Sevgi, mutluluğun kaynağı, sıcaklığıyla gönüllerde yer eden en güzel duygudur. Çıkara dayalı, sırf motivasyonla oluşan doğal bir ihtiyaç değil, aksine; özgürce iradi bir tutum almayı öngören kesin bir ihtiyaçtır.
İnsanın iç dünyası, hiçbir zaman kendi kendini dolduramaz. Her zaman başka iç dünyaların yaşantılarına ihtiyaç duyar. Bunu bulamazsa sınırsız bir yalnızlık yaşar (Kardaş, 2017).

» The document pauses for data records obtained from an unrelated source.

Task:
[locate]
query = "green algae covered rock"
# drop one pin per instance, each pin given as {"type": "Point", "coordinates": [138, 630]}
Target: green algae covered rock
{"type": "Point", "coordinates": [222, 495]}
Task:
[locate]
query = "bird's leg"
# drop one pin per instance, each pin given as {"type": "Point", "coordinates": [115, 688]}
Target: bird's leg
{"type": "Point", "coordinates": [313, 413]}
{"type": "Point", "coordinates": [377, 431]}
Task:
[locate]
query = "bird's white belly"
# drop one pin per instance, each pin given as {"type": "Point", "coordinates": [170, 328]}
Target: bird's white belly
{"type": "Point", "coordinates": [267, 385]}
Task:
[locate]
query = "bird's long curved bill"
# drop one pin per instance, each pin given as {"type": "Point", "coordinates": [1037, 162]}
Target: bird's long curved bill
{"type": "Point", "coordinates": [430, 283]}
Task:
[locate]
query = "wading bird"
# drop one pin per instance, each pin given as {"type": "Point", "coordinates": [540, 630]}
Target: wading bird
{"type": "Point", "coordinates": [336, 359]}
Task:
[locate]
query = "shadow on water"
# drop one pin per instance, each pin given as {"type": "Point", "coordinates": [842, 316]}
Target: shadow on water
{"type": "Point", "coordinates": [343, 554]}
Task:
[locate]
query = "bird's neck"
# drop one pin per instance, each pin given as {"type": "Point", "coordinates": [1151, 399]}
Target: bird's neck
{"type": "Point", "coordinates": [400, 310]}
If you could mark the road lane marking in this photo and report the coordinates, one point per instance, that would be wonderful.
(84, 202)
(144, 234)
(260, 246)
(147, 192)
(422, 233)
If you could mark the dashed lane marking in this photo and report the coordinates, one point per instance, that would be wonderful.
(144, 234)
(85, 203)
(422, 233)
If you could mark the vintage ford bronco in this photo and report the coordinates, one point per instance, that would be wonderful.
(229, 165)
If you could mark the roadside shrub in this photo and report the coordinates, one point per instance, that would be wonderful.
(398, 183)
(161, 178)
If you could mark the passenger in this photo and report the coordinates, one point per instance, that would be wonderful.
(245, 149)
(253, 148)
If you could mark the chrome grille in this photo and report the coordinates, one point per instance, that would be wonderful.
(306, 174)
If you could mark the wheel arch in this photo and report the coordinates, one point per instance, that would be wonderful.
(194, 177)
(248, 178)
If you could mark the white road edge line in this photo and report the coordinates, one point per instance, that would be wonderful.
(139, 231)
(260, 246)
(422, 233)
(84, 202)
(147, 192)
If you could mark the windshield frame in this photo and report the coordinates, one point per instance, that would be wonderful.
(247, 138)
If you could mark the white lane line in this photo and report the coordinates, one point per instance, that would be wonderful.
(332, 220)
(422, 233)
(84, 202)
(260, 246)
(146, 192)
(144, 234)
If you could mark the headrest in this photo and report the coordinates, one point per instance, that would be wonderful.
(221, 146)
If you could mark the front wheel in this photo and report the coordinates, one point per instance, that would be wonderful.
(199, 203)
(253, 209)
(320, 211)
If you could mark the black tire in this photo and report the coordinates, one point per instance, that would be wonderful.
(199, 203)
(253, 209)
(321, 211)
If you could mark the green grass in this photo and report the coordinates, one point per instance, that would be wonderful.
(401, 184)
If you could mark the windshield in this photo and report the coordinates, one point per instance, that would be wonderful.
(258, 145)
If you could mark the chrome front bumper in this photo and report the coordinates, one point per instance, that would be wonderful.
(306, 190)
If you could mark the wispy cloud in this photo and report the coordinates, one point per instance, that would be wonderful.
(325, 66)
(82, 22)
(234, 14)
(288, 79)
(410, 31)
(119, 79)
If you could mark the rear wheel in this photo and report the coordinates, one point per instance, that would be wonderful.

Özdemir Asaf şu dizelerinde; sevginin önemini çok güzel ifade etmektedir:
“Yaşamak, ilkin sevgi ile, sevmek ile başlar,
Doğumla, doğmakla değil
Yaşam da sevgisizlikle biter,
Ölümle, ölmekle değil “
Sevginin gökkuşağında; sabır, iyilik, cömertlik, tevazu, zarafet, fedakârlık, farklı olana saygı, masumiyet ve samimiyet vardır. Tüm bu nitelikler, insanı ölümsüzleştirecek sonsuzlukla ilişkilidir.
Tasavvuf ehli, varlığın ortaya çıkışının temelini ilahi muhabbete bağlar. Varlık alemindeki her şeyde bir sevgi istidadı vardır. Canlı cansız tüm varlığın devamı, işte bu sevgiyledir. İmanın temeli de sevgiye dayanır.
Sevgi, seven ile sevilen arasında çok kuvvetli bir bağdır.
Sevginin olmadığı bir yerde; ülfet, neşe, şevk ve huzur olmaz. Böyle bir gönülde şefkat de yeşermez. Sevgi, doğru yönetilirse; gönül tortularını eriten ve kişiliği arıtan bir iksirdir
Sevgi bir Hak vergisidir.
Ruhla sevmek ise; insanı gerçek aşka götüren yoldur.
Sevginin mahlukat sayısınca farklı çeşitleri olabilir.
Ancak ruhla bağlantılı olan, gerçek ve sonsuz olan sevgidir. Bu sevginin en büyük belirtisi; bencillikten ve çıkar duygusundan uzak oluşudur.
Fuzuli:
“Canı kim cananı için sevse, cananın sever,
Canı için kim cananın sever, canın sever”
Diyerek, gerçek aşkın farkını ortaya koymuştur.
Ruhla sevince insan sevdiğini kendisi gibi, hatta daha da çok düşünür. Sevmek sevdiği olmaktır. Sevmekle ikilik kalkar, bir olunur. Sevmek sevdiği ile kalbini bölüşmektir. Öyle ki; özgür bırakılsa bile, ikisi de orayı terk etmez. Gönüllü bir tutsaklıktır bu (Üsküdar, 2013).
Musa Topbaş Hazretlerine göre; böyle bir sevgi, insana verilebilecek en yüksek rütbedir.
Yaratan aşkına yaratılanı sevmek ve ona şefkat göstermek, gerçek kemal halidir.
Nitekim din: “Halik’a tazim, mahlukata şefkatten ibarettir” diye tarif edilmiştir.
Merhametli insanı başta Allah (cc), Efendimiz (sav), Allah dostları, bütün insanlar ve mahlukat sever (Ergül, 2007).
Muhabbetin merkezine Allah sevgisini oturtmak ve diğer sevgileri ona bağlamak, Allah dostlarının usulleridir.
Yaklaşık yirmi yıl önce yazdığım aşağıdaki dizeler, bütün yazının yalın bir özetidir:
RUHLA SEVMEK
Çeşitleri var sevginin saymak zor
Ruhla sevmek hepsi için sanki bir kor
Tutuşturur diğerlerini konunca içine
Bürünür artık biçimden biçime
Kendin de ayırt edemez olursun
Hele dışardakilerin vay haline!
Sevgi kapsamlı bir kelime
Karşıdakine verilecek en yüksek rütbe
Eziyeti olmaz elbet
Sadece Allah için sevilirse
Dostluk kalsa geriye
Lekelenmese, zedelenmese
Özel kalsa, çıkarsız
Sadece sevgi kalsa
Tümde biri görmek ve ondan alınanı çoğuna yetirmek
Nasip olsa keşke herkese böyle sevmek!
Nasiplenmek dileğiyle…
Kaynaklar
Ergül, A. 2007. Hace Mûsâ Topbaş -Kuddise Sirruhu-.Erkam Yayınları: 307,422s.